Monday, October 10, 2011
Wives of diplomats mark Hangul Day
Commemorating the invention of the Korean alphabet, Hangul Day was marked with music and merriment as the wives of 12 foreign diplomats in Seoul sang in the “565th Anniversary of Hangul Day” performance on Oct. 9 at the Sejong Cultural Center.
Singers from Alma Latina, a choir made up of diplomat’s wives, were invited to participate in this year’s performance by the government and their conductor, famed soprano Koh Julia Mihyun.
“I was asked by the government to participate in this year’s event, and I thought Alma Latina’s participation would make a special contribution,” Koh said, adding “I teach the ladies Korean, too, and they are enthusiastic about learning the language.”
The ladies of Alma Latina and members of Varioso, a group of Korean and other singers, sang the “Hangul Day Song.”
The Korean language has received international recognition by search portal Google, when the company wrote its corporate logo in Hangul as “구글.”

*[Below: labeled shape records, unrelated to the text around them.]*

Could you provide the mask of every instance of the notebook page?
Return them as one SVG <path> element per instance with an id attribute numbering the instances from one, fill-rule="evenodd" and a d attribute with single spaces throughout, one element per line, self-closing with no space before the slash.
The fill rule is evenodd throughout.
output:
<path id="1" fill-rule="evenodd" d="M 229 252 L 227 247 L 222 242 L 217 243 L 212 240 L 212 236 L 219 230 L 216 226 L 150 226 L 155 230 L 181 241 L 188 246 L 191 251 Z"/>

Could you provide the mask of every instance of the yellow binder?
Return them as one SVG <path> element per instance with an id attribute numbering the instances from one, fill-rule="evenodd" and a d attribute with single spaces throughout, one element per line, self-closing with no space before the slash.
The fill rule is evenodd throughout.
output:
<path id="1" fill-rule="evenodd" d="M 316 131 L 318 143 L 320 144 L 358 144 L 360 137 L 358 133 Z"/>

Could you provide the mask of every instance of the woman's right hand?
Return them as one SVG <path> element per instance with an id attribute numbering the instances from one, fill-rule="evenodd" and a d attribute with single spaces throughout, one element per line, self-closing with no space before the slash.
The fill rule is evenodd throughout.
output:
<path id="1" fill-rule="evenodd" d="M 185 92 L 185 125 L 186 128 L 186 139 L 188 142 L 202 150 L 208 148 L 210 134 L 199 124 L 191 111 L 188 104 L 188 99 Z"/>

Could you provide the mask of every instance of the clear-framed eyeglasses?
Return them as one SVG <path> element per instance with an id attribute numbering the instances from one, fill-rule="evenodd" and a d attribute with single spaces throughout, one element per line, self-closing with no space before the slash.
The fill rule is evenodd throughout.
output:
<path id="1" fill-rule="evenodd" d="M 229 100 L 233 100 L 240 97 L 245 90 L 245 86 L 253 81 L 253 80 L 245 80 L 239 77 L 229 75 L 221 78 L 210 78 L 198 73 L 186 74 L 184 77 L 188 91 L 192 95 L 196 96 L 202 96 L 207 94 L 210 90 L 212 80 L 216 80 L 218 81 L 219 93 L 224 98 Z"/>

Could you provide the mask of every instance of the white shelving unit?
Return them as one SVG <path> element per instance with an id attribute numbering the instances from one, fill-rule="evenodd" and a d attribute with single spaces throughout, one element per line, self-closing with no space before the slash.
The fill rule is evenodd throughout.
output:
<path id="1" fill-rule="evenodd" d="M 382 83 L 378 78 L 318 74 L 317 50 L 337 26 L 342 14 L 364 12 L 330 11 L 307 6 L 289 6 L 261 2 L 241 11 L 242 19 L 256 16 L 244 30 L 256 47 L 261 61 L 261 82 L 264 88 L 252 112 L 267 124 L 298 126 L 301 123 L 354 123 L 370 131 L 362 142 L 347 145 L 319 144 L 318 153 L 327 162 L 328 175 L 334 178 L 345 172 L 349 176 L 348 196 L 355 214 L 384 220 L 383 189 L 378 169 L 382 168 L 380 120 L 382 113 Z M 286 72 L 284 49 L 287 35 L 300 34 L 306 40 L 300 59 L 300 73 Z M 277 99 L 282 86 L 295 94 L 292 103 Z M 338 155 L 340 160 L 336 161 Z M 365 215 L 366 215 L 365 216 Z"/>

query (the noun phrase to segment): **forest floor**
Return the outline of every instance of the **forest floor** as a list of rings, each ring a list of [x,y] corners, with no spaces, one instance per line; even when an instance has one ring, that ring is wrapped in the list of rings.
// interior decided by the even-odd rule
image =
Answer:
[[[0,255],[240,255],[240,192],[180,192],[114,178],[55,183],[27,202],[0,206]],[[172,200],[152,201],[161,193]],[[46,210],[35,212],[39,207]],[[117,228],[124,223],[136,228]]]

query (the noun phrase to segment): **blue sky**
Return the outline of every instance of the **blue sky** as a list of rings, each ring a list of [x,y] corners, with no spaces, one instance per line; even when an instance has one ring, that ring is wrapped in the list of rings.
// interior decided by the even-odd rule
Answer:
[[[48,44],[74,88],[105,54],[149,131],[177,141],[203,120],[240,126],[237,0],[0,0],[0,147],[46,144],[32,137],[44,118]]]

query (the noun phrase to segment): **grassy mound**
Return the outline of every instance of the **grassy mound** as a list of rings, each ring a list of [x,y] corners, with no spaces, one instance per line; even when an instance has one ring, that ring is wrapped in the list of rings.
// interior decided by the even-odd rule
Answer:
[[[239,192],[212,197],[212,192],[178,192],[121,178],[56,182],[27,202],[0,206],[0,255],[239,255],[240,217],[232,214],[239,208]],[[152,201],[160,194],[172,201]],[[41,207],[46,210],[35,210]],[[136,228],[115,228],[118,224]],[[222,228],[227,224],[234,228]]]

Asked whether learning to sing in Korean was hard, Inga Hofmann, the wife of a German diplomat here, said, “You know, its pronunciation is really quite natural. So, you can figure out the sound after some familiarity, and then it really isn’t very difficult.”
Hangul was promulgated by Sejong the Great. The project was completed in 1443 or January 1444, and described in 1446 in a document titled Hunmin Jeongeum, in English, “The Proper Sounds for the Education of the People,” after which the alphabet itself was named.
The modern name Hangul was coined by Ju Sigyeong, one of the founders of modern Korean linguistics, in 1912. “Han” meant great in archaic Korean, while “geul” is the native Korean word for script.
Hangul is a true alphabet of 24 consonants and vowels. Instead of being written sequentially like the letters of the Latin alphabet, Hangul letters are grouped into blocks, with each one forming a syllable.